Mechanism of NETosis

Answer 49

Microbial cues and endogenous activating ROS. ROS activates myeloperoxidase, neutophil elastase and PAD4 to promote chromatin decondensation. NETosis can be either non-lytic (rapid release from lice cells ) or lytic where cell must be disassembled and plasma membrane rupture.

Question 50

Structure of MHC class I

Answer 50

Alpha chain of 45kDa folded into three distinct domain. One end is membrane portion folded into a groove which can accomodate peptides between 7-9 amino acids in length.

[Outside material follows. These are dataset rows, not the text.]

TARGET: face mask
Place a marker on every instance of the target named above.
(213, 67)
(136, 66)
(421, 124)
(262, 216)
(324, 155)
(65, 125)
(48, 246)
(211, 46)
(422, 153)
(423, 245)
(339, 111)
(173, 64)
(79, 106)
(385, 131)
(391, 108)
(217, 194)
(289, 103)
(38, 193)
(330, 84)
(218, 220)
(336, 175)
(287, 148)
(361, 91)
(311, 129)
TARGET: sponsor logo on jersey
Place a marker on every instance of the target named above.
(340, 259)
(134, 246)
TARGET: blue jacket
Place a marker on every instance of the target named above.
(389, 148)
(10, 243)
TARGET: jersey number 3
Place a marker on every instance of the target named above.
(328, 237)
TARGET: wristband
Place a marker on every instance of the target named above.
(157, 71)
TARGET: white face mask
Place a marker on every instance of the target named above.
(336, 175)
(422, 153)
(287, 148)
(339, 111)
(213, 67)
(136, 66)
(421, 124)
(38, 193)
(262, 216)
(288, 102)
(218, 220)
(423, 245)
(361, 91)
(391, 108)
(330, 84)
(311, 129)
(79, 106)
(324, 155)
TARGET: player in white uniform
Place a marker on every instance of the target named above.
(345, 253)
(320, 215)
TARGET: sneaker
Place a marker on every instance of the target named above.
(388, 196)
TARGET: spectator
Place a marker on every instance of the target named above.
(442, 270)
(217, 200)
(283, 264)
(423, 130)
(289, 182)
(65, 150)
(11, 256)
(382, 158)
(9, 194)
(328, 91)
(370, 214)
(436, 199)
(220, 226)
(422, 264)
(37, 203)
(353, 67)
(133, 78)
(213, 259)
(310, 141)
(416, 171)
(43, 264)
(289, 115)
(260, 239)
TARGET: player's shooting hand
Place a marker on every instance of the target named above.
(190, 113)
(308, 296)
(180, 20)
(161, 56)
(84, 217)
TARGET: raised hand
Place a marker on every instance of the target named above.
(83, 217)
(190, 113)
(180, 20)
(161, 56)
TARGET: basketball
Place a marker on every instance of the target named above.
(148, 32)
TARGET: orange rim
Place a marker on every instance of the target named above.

Polymorphism is mainly localised to the peptide binding groove, and mHC molecules differ in number, orientation and hydrophobil pockets within the peptide binding groove. HLA groups define binding point?

Question 51

MHC class I expression

Answer 51

On all nucleated cells following assembly in the endoplasmic reticulum

Question 52

MHC class II structure

Answer 52

Made of two integral membrane proteins, an alpha and a beta chain, with extracellular bindingg groove for peptide, similar to class I. No disulphide bonds at either end so nothinfg to contrrain the length of peptides to bind.

Question 53

MHC class II distribution

Answer 53

Bind to an extracellular pathogen so onlt present on antigen present cells, in case of possibiity of virus infection.

Question 54

Endogenous pathway of antigen processing and presentation.

Answer 54

``` MHC class I constitutively samples the intracellular environment of the cell. Normal pathway for degradation of misfolded or denatured proteins in order to generate peptides from obligate intracllular pathogens. Proteolsis carried out by the proteasome. ```

Question 55

Exogenous pathway

Answer 55

Macrophagees and dendritic cells can phagocytose pathogens, proteins then delivered to the phagolysosome. Low pH means proteins are rapidly digested to small peptide. MHC class II then transported too endosome to bind peptide components and be presented at the surface of the cell.